Stop Google from returning old obsolete wikimediafoundation.org job postings in search results
Closed, ResolvedPublic

Description

Google Wikimedia Chief technology officer job opening.

One of the top results is a job opening on wikimediafoundation.org from 2009! These 150 old job openings ranks higher than our current job openings on Greenhouse, and anyone who follows a link to them may think the job opening is closed and give up.

Maria O'Neill confirmed they're all obsolete so on guillom's suggestion I added __NOINDEX__ to Template:Job opening status. But it has no effect: - the pages aren't in Category:Noindexed_pages and their source doesn't have <meta name="robots" content="noindex,follow" />. I believe this is because wmf-config has

$wgExemptFromUserRobotsControl = array_merge( $wgContentNamespaces, $wmgExemptFromUserRobotsControlExtra );

so NS_MAIN is exempt from NOINDEX doing anything.

Seems the fix could be

  • Ask a wikimediafoundation admin to delete all 150 old pages.
  • Someone move all 150 to a namespace where NOINDEX has an effect, e.g. move each to a subpage of its talk page.
  • Fiddle with wmf-config so that NOINDEX has an effect in the main namespace of wikimediafoundation.org.
  • put some other HTML in the template that discourages Google. (Google already does not show the template's "This (old) job opening has long been closed" in its snippet.)

I don't know if there's an administrators noticeboard on wikimediafoundation. I'll link to this from https://meta.wikimedia.org/wiki/Foundation_wiki_feedback

Event Timeline

Spage raised the priority of this task from to High.
Spage updated the task description. (Show Details)
Spage added subscribers: Spage, gpaumier, Dzahn.

or ..

  • update the wiki pages with the 2015 info and make them relevant again; they have much higher Google score and why would they have to show outdated info or we would have to delete anything? We already link from there to Greenhouse, how about just copy/pasting the current info and keeping the link too. (I said this after seeing the CTO search for 2009 and a link to the same thing from 2015 above).

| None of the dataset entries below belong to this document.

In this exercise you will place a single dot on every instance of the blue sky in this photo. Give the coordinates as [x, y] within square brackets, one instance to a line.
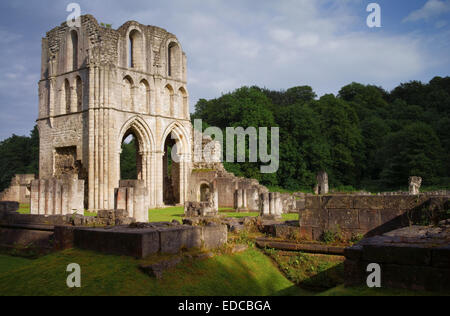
[229, 43]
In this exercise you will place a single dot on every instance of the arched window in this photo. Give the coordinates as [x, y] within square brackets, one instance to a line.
[79, 94]
[144, 97]
[127, 94]
[169, 101]
[67, 95]
[174, 60]
[135, 52]
[72, 51]
[184, 103]
[205, 193]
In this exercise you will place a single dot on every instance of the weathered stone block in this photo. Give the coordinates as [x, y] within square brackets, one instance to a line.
[369, 219]
[368, 202]
[441, 257]
[313, 202]
[214, 236]
[314, 218]
[337, 202]
[346, 219]
[398, 254]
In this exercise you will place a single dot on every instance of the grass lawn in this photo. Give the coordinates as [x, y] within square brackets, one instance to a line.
[177, 213]
[365, 291]
[24, 209]
[248, 273]
[310, 271]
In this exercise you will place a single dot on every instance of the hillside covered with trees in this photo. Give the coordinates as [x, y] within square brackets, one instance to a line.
[364, 137]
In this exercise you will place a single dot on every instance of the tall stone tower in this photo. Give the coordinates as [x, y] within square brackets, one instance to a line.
[98, 86]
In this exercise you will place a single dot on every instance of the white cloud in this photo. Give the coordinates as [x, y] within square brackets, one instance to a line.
[431, 9]
[229, 43]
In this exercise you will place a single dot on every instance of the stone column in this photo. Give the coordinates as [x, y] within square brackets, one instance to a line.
[34, 206]
[264, 204]
[414, 185]
[322, 181]
[130, 202]
[42, 189]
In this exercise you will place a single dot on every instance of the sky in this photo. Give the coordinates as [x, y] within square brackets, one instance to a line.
[276, 44]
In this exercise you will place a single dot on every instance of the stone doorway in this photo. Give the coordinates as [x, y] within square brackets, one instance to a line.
[130, 157]
[171, 172]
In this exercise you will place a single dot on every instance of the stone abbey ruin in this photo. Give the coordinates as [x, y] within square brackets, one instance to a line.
[99, 86]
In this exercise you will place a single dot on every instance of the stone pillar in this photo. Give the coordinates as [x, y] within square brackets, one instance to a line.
[121, 199]
[244, 199]
[58, 198]
[42, 197]
[272, 203]
[238, 199]
[34, 206]
[130, 202]
[322, 182]
[215, 196]
[65, 197]
[414, 185]
[265, 204]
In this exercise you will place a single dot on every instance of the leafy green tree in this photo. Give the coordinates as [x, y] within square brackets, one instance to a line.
[413, 151]
[128, 167]
[18, 155]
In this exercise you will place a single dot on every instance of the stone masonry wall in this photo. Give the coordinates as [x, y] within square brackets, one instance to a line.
[366, 215]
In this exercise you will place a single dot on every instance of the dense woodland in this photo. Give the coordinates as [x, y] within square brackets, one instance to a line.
[365, 137]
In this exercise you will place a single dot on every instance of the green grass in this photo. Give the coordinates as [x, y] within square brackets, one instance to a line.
[175, 213]
[365, 291]
[248, 273]
[310, 271]
[167, 214]
[24, 209]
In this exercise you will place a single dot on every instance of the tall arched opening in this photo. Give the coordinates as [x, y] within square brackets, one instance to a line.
[130, 157]
[171, 172]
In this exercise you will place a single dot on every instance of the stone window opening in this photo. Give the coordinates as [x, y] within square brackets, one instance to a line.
[144, 96]
[171, 173]
[127, 94]
[79, 94]
[173, 60]
[130, 158]
[205, 193]
[135, 49]
[169, 95]
[72, 51]
[67, 96]
[184, 102]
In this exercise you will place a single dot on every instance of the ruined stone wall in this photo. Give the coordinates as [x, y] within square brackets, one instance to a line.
[19, 190]
[132, 196]
[351, 215]
[91, 97]
[57, 196]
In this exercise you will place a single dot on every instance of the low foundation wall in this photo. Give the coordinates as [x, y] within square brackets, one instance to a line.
[143, 242]
[57, 196]
[9, 206]
[406, 263]
[132, 196]
[366, 215]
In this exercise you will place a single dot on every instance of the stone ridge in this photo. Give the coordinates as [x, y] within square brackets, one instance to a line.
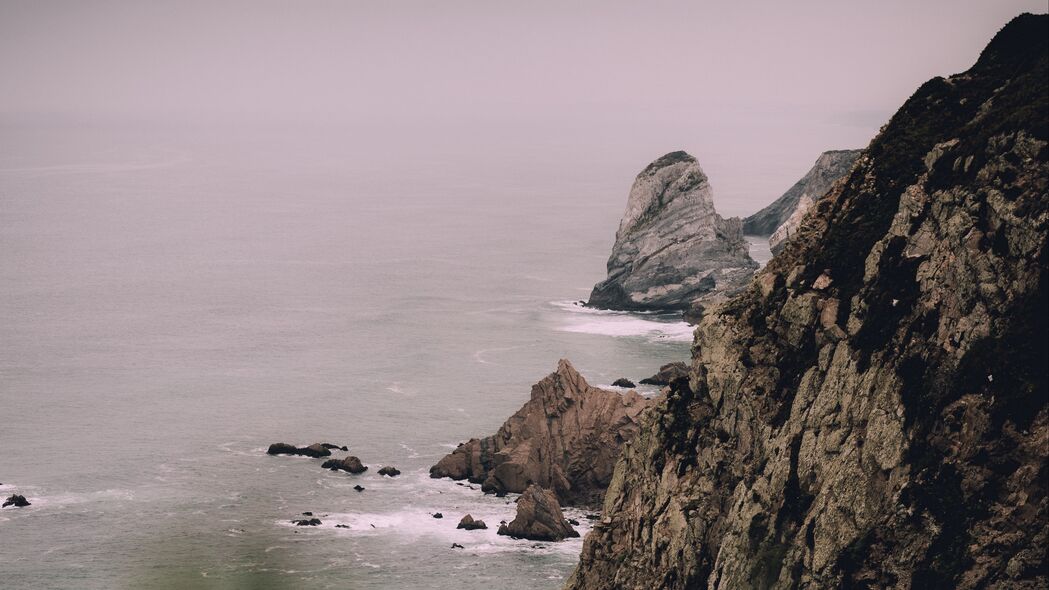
[671, 248]
[872, 411]
[566, 439]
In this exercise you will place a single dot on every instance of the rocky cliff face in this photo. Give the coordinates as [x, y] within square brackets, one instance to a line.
[566, 439]
[872, 412]
[671, 247]
[829, 167]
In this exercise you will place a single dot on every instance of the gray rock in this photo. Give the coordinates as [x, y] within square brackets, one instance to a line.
[671, 247]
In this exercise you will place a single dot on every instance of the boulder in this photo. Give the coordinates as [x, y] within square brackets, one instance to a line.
[566, 438]
[469, 524]
[17, 501]
[671, 247]
[350, 464]
[315, 450]
[667, 374]
[539, 518]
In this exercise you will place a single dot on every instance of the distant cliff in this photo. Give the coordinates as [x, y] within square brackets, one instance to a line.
[671, 247]
[872, 411]
[829, 167]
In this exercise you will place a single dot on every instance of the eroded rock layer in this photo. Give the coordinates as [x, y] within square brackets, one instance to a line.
[871, 413]
[566, 439]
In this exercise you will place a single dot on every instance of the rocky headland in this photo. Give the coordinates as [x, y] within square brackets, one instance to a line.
[566, 439]
[872, 411]
[672, 248]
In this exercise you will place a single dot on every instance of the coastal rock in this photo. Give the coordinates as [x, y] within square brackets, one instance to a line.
[671, 247]
[538, 518]
[782, 218]
[350, 464]
[315, 450]
[667, 374]
[16, 501]
[890, 429]
[566, 438]
[469, 524]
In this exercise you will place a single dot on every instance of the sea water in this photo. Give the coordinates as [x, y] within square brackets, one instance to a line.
[172, 303]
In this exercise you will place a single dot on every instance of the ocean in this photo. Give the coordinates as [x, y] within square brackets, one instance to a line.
[171, 302]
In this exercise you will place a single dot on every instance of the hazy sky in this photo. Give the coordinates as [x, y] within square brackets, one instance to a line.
[775, 80]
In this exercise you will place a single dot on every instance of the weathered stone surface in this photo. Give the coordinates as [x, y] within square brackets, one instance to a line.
[469, 524]
[566, 438]
[891, 428]
[539, 518]
[782, 217]
[315, 450]
[350, 464]
[667, 374]
[671, 247]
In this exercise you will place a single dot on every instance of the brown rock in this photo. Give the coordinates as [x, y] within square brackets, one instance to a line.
[538, 518]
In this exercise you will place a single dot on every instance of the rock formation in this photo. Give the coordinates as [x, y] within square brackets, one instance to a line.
[671, 247]
[538, 518]
[316, 450]
[872, 412]
[350, 464]
[782, 217]
[566, 438]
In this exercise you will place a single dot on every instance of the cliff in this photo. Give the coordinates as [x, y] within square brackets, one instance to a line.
[671, 247]
[871, 413]
[565, 439]
[784, 214]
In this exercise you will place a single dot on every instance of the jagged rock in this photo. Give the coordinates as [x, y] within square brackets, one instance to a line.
[667, 374]
[671, 247]
[469, 524]
[315, 450]
[899, 441]
[350, 464]
[830, 167]
[17, 501]
[566, 438]
[538, 518]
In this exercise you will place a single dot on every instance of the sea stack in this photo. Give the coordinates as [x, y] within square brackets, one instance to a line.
[671, 247]
[782, 218]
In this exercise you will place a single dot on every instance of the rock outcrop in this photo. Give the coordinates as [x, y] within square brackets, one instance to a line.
[566, 438]
[782, 217]
[872, 412]
[316, 450]
[539, 518]
[671, 247]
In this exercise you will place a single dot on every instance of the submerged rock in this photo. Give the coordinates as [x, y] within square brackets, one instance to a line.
[885, 426]
[667, 374]
[17, 501]
[350, 464]
[539, 518]
[315, 450]
[566, 438]
[671, 247]
[469, 524]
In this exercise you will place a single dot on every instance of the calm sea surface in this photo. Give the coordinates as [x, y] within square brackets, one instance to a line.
[171, 303]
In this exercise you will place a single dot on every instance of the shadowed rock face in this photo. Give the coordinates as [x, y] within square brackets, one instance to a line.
[539, 518]
[872, 412]
[829, 168]
[671, 247]
[566, 439]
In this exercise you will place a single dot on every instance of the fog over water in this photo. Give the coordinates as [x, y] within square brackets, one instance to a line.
[226, 226]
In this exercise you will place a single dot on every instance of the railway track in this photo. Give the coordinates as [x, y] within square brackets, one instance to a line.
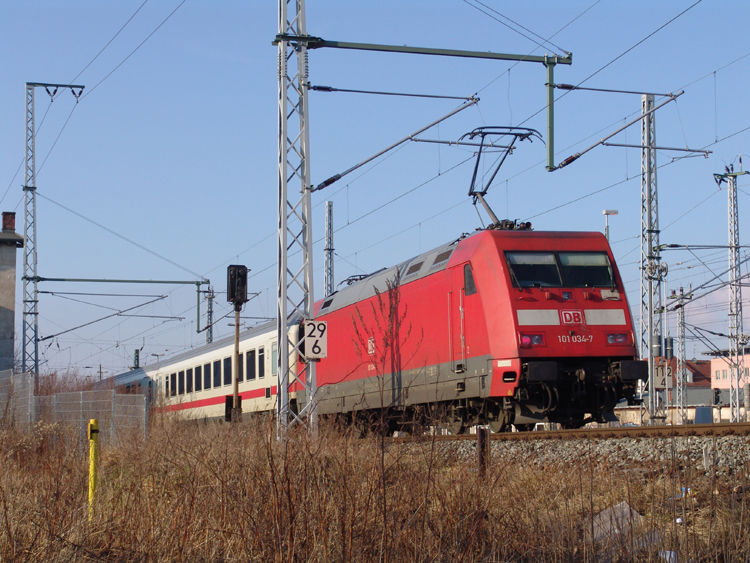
[723, 429]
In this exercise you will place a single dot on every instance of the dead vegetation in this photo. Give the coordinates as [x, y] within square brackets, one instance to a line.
[219, 492]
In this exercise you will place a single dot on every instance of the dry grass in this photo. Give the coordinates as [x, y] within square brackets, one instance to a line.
[216, 492]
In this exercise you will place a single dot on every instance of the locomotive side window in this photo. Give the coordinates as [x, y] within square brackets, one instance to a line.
[227, 371]
[470, 288]
[250, 365]
[586, 269]
[217, 373]
[534, 269]
[207, 376]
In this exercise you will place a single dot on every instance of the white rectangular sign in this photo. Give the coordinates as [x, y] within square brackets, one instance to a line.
[316, 340]
[663, 377]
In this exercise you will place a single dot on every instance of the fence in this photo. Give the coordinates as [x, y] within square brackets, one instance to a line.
[119, 416]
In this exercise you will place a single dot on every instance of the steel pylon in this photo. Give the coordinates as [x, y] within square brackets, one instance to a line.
[295, 253]
[652, 270]
[737, 338]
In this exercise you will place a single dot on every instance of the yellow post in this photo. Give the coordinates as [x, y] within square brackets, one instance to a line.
[93, 462]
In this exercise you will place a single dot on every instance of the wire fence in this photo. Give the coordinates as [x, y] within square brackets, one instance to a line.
[121, 416]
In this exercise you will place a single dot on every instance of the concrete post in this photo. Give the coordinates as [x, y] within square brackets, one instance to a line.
[9, 243]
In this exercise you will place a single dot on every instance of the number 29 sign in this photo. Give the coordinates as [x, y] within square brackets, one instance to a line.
[316, 340]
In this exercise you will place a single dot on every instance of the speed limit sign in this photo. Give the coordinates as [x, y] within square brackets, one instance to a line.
[316, 340]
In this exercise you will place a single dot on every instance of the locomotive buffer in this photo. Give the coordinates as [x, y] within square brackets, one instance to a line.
[236, 294]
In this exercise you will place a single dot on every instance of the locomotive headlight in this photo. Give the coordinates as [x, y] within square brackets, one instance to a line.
[529, 340]
[618, 339]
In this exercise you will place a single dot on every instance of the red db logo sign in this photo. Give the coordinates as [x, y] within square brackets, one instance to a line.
[572, 317]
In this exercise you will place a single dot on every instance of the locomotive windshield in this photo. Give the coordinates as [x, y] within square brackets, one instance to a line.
[586, 269]
[534, 269]
[560, 269]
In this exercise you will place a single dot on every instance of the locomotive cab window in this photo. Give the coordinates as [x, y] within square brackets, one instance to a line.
[470, 288]
[586, 269]
[534, 269]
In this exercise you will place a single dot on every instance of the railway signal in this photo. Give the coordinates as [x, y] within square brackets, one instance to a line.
[237, 294]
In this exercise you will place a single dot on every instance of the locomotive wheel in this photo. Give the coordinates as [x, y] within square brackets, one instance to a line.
[454, 423]
[500, 424]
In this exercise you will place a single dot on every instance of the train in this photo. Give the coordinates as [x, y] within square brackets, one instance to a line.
[504, 326]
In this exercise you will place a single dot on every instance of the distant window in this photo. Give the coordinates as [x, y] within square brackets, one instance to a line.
[414, 268]
[198, 378]
[217, 373]
[442, 257]
[227, 371]
[470, 287]
[251, 365]
[207, 376]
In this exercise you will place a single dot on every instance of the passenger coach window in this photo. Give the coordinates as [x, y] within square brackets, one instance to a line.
[217, 373]
[227, 371]
[586, 269]
[470, 287]
[251, 365]
[207, 376]
[534, 269]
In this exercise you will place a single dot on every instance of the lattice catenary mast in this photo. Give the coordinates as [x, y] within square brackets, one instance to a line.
[737, 339]
[30, 352]
[295, 294]
[653, 271]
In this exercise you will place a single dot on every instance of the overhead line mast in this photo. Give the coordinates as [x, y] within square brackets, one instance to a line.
[30, 351]
[295, 294]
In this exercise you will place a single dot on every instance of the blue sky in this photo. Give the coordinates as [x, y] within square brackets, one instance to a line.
[176, 149]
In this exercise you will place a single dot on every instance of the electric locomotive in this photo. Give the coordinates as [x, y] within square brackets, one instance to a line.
[499, 327]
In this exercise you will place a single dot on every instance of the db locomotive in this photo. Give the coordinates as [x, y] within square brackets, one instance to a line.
[503, 326]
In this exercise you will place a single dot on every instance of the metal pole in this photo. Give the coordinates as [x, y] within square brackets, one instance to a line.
[550, 64]
[30, 353]
[329, 280]
[236, 410]
[295, 280]
[652, 269]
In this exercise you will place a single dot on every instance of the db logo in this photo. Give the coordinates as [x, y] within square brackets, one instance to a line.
[572, 317]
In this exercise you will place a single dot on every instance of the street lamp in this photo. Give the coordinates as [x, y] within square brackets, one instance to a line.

I don't know if there's an administrators noticeboard on wikimediafoundation

lol

Just to confirm your suspicion re. wgExemptFromUserRobotsControl though:

krenair@tin:~$ mwscript eval.php foundationwiki
> var_dump( in_array( NS_MAIN, $wgExemptFromUserRobotsControl ) );
bool(true)

That will indeed prevent main namespace pages from using NOINDEX

We can easily create an Archive: namespace for such pages where NOINDEX will be active (in addition to the signal sent by an "Archive" prefix) and mass-move the pages there with a bot.

Or simply remove NS_MAIN from $wgExemptFromUserRobotsControl on wmfwiki

Deskana lowered the priority of this task from High to Lowest.Dec 5 2015, 7:06 AM
Deskana moved this task from Needs triage to Search on the Discovery-ARCHIVED board.
Deskana subscribed.

Updating project tags due to T200951. Probably needs rechecking.

Is this still an issue? We have submitted info on the new site to Google, which in theory should have helped correct this.

Is this still an issue? We have submitted info on the new site to Google, which in theory should have helped correct this.

Yes, the steps to reproduce in the task description still reproduce the problem.

We have made a number of updates to Governance Wiki - and as a result, I believe this issue is now resolved (please reopen if you find results indicating this is not fully resolved). The search provided in the description now (more or less) provides more links we would want and does not display older content from foundation.wikimedia.org.